Product:	OpenShift Container Platform	Reporter:	Hongkai Liu <hongkliu>
Component:	Node	Assignee:	Joel Smith <joelsmith>
Status:	CLOSED WONTFIX	QA Contact:	MinLi <minmli>
Severity:	medium	Docs Contact:
Priority:	medium
Version:	4.3.0	CC:	aos-bugs, ccoleman, eparis, jokerman, nagrawal, nmalik, scuppett, sjenning, tsweeney, wking
Target Milestone:	---	Keywords:	Reopened, ServiceDeliveryImpact, Upgrades
Target Release:	4.7.0
Hardware:	Unspecified
OS:	Unspecified
Whiteboard:
Fixed In Version:		Doc Type:	If docs needed, set a value
Doc Text:		Story Points:	---
Clone Of:		Environment:
Last Closed:	2020-10-27 23:40:16 UTC	Type:	Bug
Regression:	---	Mount Type:	---
Documentation:	---	CRM:
Verified Versions:		Category:	---
oVirt Team:	---	RHEL 7.3 requirements from Atomic Host:
Cloudforms Team:	---	Target Upstream Version:
Embargoed:

Description Hongkai Liu 2020-04-16 19:45:40 UTC

During upgrade of a cluster in CI build farm, we have seen a sequence of alerts and messages of failures from clusterversion.

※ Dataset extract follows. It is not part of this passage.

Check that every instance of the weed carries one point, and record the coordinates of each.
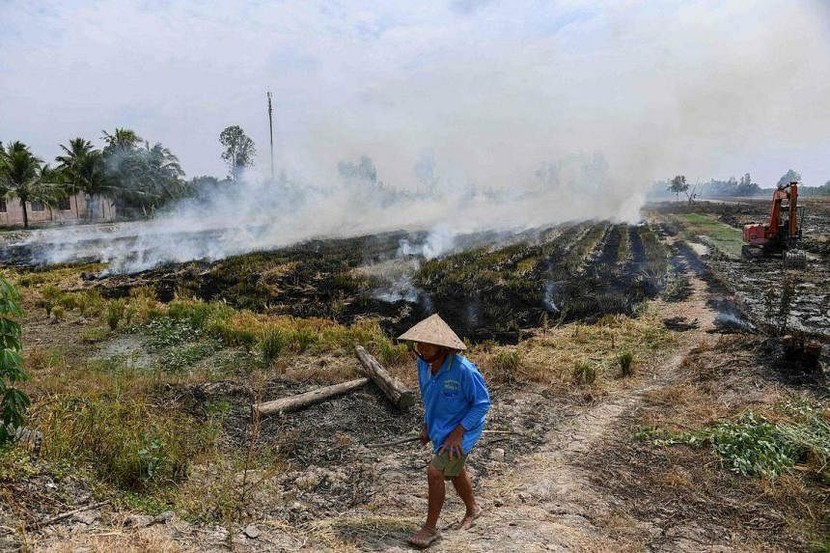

oc --context build01 adm upgrade --allow-explicit-upgrade --to-image registry.svc.ci.openshift.org/ocp/release:4.3.0-0.nightly-2020-04-13-190424 --force=true

Eventually upgrade was completed successfully (which is so nice).
But those alerts and messages are too frightening.

I would like to create a bug for each of those and feel better for the next upgrade.

https://coreos.slack.com/archives/CHY2E1BL4/p1587060450460700


[FIRING:1] KubeNodeUnreachable kube-state-metrics (NoSchedule https-main 10.128.237.134:8443 node.kubernetes.io/unreachable openshift-monitoring ip-10-0-159-123.ec2.internal kube-state-metrics-66dfc9f94f-qdp5d openshift-monitoring/k8s kube-state-metrics warning)
ip-10-0-159-123.ec2.internal is unreachable and some workloads may be rescheduled.

must-gather after upgrade:
http://file.rdu.redhat.com/~hongkliu/test_result/upgrade/upgrade0416/aaa/

Comment 1 Hongkai Liu 2020-04-16 19:46:25 UTC

Not sure which component this should be attached to.

ip-10-0-159-123.ec2.internal is a master node.

Comment 2 Stephen Cuppett 2020-04-17 12:32:33 UTC

Setting target release to current development version (4.5) for investigation. Where fixes (if any) are required/requested for prior versions, cloned BZs will be created when appropriate.

Comment 3 Ryan Phillips 2020-05-14 17:54:09 UTC

We have a few fixes in place for the CI cluster. Closing.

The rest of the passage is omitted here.